Loading libraries and some home grown text utilities (turning off warnings)
library(tm) # Framework for text mining.
library(SnowballC) # Provides wordStem() for stemming.
library(RColorBrewer) # Generate palette of colours for plots.
library(ggplot2) # Plot word frequencies.
library(magrittr)
#library(Rgraphviz) # Correlation plots #no package available for 3.1.1 from cran
source("text_utils.R")
Gather some basic stats on the files. Due to memory issues, I did the initial word counting with ‘wc’ rather than the tm package. (Note: llin = line length)
## parsing en_US.blogs.txt ...
## parsing en_US.news.txt ...
## parsing en_US.twitter.txt ...
## name size lines words llin.avg llen.sd llin.max
## 1 en_US.blogs.txt 2185838 9109 37334131 238.0 256.5 3404
## 2 en_US.news.txt 2103975 10206 34372530 204.2 135.3 2595
## 3 en_US.twitter.txt 1646838 23668 30373583 68.6 37.3 155
I am treating all the 3 files as a single corpus for this project. I may do some more analysis to see if there is a significant difference between them, but I don’t see huge differences in the content besides things like hashtags and links that are more prevalent in one source than the other. I hope my methodology is robust enough to handle these non-English tokens, so splitting them up should not improve my model.
For the remainder of the EDA, I created a random subsets of the files to improve the speed of the analysis.
I began by doing some cleaning the corpus. This was trial and error, and I am continuing to add cleaning rules as I notice anomolies during the modeling process. Profanity has been removed by pattern matching for vulgar words, and punctuation has been selectively removed.
I plan to replace the rare words with a common unique term so that I can filter it out of the ngrams later, however I have left this cleansing out of the EDA
## <<TermDocumentMatrix (terms: 8, documents: 3)>>
## Non-/sparse entries: 9/15
## Sparsity : 62%
## Maximal term length: 9
## Weighting : term frequency (tf)
##
## Docs
## Terms en_US.blogs.txt en_US.news.txt en_US.twitter.txt
## a'bunadh 1 0 0
## a's 0 4 3
## a"war 0 0 1
## zygi 0 2 0
## zynga 0 0 1
## zynga's 0 1 0
## zziiinnng 0 0 1
## zzzzzzzzz 1 0 0
## the
## 48898
There are 52080 terms in corpus which contains 814873 total words in the sample corpus.
looking at a few of the first and last we see that there remain very many non-english words. In fact only “zynga” would be something I would expect from a predictive algorythm. I anticipate my rare.words strategy will take care of this.

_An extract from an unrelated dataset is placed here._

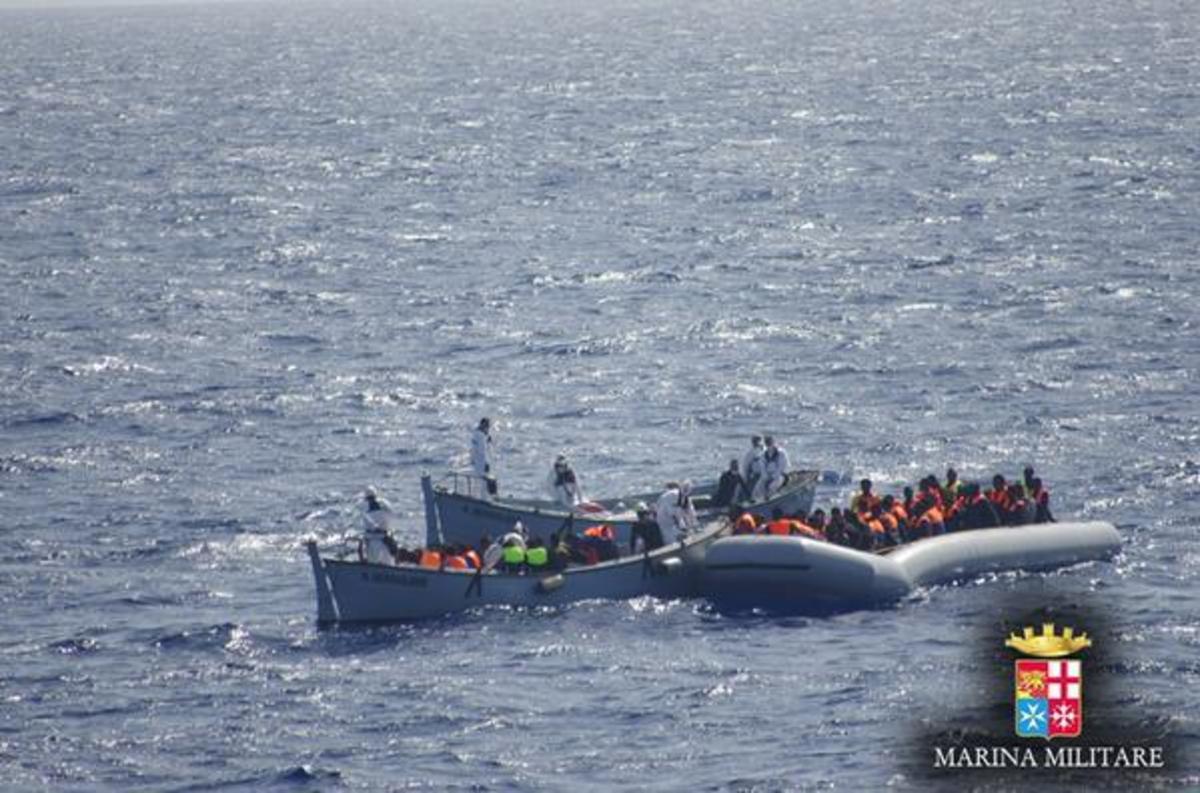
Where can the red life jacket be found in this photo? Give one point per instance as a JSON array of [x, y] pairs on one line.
[[599, 533], [744, 524], [783, 527]]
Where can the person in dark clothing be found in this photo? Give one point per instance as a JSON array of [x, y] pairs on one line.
[[731, 487], [1018, 511], [978, 512], [1041, 498], [646, 529]]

A listing of the top 10 words follows with an accounting of their frequency in the corpus.
## have are was with not you that for and the
## 5538 6188 6520 7306 8453 10355 10754 11319 24888 48898
We can see that these words represent over 17% of the total number of words in the corpus. Since many of these are stop words, we clearly don’t want to remove those from the corpus.
The following plot can be used to determine the coverage the most frequent terms have over the entir corpus
Here we see 50% coverage is achieved by the top 325 terms, and 90% coverage with the top 9114 terms.

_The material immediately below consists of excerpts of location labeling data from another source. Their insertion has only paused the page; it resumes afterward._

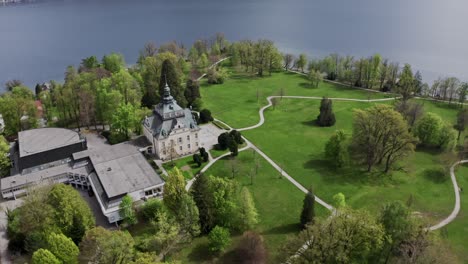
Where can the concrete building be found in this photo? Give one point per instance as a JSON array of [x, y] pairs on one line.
[[171, 129], [56, 155]]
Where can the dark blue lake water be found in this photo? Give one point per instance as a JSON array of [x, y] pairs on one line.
[[38, 41]]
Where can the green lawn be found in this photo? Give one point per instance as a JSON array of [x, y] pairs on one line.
[[457, 231], [278, 203], [186, 165], [235, 101], [298, 146], [290, 137]]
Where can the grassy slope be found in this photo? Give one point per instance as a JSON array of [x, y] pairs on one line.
[[301, 153], [457, 231], [278, 203], [301, 145], [235, 101]]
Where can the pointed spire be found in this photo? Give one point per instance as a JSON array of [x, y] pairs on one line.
[[167, 98]]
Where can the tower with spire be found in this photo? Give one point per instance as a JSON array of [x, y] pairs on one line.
[[171, 129]]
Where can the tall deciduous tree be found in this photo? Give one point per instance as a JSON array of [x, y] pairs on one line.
[[326, 116], [346, 237], [113, 62], [251, 249], [301, 63], [71, 212], [192, 92], [170, 75], [100, 245], [4, 158], [380, 134], [336, 149], [219, 239], [174, 189], [44, 256], [308, 209], [406, 85]]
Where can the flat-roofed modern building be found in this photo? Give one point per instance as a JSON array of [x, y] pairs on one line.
[[54, 155]]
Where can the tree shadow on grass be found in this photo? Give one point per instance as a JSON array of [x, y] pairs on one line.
[[350, 174], [230, 257], [284, 229], [312, 123], [200, 253], [436, 175]]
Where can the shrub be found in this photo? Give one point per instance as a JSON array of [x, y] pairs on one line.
[[326, 116], [219, 239], [205, 116]]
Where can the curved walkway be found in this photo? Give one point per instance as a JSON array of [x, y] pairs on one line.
[[262, 118], [456, 189], [443, 223]]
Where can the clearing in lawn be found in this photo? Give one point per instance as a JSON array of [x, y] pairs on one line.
[[277, 201], [238, 100]]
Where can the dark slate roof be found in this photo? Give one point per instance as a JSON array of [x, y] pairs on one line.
[[43, 139], [167, 116]]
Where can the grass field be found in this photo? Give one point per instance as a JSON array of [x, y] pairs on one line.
[[236, 101], [299, 145], [457, 231], [290, 137], [278, 203]]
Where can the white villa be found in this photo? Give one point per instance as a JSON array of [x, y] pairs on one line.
[[172, 130]]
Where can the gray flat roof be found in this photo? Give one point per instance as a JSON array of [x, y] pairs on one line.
[[123, 169], [43, 139], [37, 176]]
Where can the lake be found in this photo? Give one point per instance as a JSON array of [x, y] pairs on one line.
[[38, 40]]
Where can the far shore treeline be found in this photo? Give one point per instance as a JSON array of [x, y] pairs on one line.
[[105, 92]]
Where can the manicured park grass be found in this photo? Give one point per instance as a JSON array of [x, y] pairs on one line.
[[457, 231], [236, 102], [278, 203], [299, 145], [290, 137]]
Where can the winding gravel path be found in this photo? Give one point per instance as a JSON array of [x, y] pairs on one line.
[[269, 98], [443, 223], [456, 189]]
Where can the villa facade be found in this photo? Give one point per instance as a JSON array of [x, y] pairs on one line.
[[172, 130]]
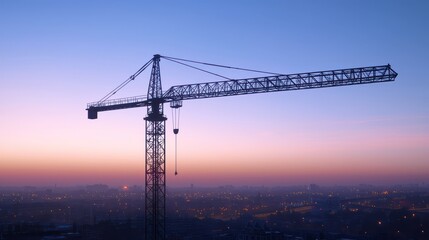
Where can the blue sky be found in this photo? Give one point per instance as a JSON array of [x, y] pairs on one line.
[[58, 55]]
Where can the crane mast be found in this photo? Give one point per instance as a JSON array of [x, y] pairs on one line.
[[155, 178]]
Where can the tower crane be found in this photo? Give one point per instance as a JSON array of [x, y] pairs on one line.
[[155, 178]]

Looking at the common word lengths:
The most common word length is 7 letters. For fun, and as bit of a gut check (to make sure these are real words), I plotted the top 10 words of this length.
I created a function to perform these interrogations for a corpus for an n-gram and reproduced them (not shown here). As we start looking at word combinations, the persent of coverage by the most frequent combinations decreases dramatically, indicating that we will need a large amount of data for predictions.
From here I plan to build 2,3 and 4-grams. My biggest obstacle is the amount of time and memory it takes to process these. I am still researching the best way to do this, but I hope that by eliminating the rare words, the size of the problem decreases dramatically.